Shocking news came from just across the border in Carmarthenshire in mid-March when police announced a woman had been killed at her farm between St Clears and Laugharne.

Fiona Scourfield, 54, was later found to have been murdered by her 17-year-old stepson Rueben Brathwaite, whose name was made public following his conviction in September.

Ms Scourfield’s family paid tribute to her, describing her as a “loving and caring person who will be remembered for her kindness, especially to animals.”

The Pembrokeshire Coast brought home the accolade of top UK holiday destination in a national poll this month.

The BBC Countryfile Magazine Awards 2018 named Pembrokeshire as the top destination in the UK, describing it as a place with a “wealth of natural attractions” and a “haven for marine life.”

Tragic news came from Cardigan on Monday, March 19, when a two-year-old girl died after her parents’ car was pulled from the River Teifi.

Kiara Moore would have celebrated her third birthday a week after the horrific accident.

Her father, Jet Moore thanked the public and emergency services for their help and described his daughter as an “incredible, happy young girl who lived, I hope, a great adventurous fun life.”

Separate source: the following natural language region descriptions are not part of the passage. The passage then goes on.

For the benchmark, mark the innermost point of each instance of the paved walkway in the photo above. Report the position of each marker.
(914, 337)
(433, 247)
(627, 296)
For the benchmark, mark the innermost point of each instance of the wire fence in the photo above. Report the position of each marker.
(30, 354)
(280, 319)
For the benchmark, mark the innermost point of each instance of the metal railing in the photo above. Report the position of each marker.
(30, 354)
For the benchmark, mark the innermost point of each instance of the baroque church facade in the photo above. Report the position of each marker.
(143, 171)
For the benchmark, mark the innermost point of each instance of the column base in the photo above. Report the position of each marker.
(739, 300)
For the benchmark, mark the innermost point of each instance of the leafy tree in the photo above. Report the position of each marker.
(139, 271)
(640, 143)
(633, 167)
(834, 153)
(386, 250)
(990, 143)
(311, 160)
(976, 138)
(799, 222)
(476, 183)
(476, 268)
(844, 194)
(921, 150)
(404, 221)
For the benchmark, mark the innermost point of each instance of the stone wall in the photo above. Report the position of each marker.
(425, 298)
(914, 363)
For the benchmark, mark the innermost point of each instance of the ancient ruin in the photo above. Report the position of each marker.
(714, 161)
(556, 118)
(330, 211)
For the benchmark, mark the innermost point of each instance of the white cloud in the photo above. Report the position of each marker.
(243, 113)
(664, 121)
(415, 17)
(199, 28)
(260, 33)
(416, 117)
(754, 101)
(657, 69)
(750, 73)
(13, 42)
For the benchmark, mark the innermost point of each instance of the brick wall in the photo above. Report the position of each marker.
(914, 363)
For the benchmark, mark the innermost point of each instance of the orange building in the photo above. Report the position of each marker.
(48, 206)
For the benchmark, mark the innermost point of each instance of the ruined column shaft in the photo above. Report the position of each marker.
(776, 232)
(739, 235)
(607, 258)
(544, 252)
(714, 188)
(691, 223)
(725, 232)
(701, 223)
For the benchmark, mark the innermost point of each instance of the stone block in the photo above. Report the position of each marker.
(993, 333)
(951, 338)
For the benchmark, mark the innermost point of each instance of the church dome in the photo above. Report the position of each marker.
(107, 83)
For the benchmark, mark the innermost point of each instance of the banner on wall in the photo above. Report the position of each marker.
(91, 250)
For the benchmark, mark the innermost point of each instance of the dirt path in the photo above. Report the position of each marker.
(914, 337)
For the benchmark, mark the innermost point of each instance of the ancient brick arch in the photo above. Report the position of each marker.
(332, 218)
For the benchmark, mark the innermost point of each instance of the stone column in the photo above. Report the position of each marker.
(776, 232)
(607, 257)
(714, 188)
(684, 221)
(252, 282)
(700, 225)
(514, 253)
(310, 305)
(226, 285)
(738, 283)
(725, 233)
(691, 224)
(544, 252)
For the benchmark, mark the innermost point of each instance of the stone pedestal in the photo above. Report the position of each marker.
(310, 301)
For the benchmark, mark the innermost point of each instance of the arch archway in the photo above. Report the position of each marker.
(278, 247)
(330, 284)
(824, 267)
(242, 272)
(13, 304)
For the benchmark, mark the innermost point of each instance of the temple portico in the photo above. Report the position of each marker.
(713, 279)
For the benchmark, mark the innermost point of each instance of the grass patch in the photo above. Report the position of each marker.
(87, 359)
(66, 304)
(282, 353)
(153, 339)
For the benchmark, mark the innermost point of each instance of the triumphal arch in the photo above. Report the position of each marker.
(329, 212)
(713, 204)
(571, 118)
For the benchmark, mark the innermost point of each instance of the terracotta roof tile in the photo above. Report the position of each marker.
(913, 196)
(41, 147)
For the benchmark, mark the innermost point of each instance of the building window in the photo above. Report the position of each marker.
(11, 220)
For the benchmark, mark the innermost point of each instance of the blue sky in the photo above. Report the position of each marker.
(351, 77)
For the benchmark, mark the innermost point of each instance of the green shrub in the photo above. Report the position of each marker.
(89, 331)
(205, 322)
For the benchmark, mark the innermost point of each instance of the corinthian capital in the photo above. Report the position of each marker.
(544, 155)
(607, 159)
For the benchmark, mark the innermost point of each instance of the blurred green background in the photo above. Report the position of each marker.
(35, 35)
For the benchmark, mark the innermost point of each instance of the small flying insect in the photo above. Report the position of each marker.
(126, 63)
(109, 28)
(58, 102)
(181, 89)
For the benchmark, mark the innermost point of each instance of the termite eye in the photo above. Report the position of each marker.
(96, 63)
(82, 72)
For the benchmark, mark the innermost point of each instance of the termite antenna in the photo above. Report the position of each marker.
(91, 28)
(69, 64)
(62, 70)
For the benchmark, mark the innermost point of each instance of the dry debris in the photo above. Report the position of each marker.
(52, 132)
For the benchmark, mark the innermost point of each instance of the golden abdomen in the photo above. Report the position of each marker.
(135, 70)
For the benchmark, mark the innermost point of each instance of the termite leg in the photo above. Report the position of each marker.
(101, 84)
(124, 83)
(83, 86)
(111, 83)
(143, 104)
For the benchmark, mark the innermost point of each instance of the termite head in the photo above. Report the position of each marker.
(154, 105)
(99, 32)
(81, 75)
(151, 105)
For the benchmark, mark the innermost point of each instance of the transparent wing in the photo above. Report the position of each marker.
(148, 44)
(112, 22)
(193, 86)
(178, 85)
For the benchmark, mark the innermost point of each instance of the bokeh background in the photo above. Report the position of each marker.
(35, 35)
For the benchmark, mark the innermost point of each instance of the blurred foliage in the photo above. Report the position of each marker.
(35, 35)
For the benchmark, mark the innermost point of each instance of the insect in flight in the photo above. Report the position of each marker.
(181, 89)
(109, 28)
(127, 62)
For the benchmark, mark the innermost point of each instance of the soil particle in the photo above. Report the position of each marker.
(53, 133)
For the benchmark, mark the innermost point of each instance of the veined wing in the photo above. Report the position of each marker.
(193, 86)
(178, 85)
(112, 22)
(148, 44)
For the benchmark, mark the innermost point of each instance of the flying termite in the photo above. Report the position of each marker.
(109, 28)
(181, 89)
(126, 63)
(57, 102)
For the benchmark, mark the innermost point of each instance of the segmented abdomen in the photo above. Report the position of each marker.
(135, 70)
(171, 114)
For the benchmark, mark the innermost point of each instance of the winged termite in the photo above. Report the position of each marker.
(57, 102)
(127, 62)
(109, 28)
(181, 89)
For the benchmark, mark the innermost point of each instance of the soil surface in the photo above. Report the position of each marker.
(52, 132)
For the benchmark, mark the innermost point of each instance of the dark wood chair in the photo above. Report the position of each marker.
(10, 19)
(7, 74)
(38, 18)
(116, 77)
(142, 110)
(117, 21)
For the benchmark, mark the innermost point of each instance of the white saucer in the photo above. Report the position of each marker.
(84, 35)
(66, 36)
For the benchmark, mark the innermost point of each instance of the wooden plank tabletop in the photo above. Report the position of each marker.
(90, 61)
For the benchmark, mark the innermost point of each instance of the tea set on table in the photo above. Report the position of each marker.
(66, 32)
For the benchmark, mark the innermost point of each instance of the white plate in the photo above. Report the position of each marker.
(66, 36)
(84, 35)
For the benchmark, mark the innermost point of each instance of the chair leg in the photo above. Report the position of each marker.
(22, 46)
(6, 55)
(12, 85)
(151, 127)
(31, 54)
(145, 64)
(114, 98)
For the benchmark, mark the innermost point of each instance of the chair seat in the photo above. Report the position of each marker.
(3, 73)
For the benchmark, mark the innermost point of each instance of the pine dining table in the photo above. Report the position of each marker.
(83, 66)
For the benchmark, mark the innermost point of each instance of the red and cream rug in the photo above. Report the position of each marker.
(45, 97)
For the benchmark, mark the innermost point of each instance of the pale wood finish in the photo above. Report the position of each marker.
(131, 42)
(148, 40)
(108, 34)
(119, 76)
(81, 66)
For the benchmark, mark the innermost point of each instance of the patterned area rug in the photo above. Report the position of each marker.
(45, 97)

March ended with news that an important service which provided hot meals to people across Pembrokeshire would end in October.

The Royal Voluntary Service’s meals on wheels scheme delivered meals to the frail, vulnerable and disabled.

The service was later replaced by a series of small local businesses and other schemes run in the community, with an event showcasing different providers at County Hall taking place in June.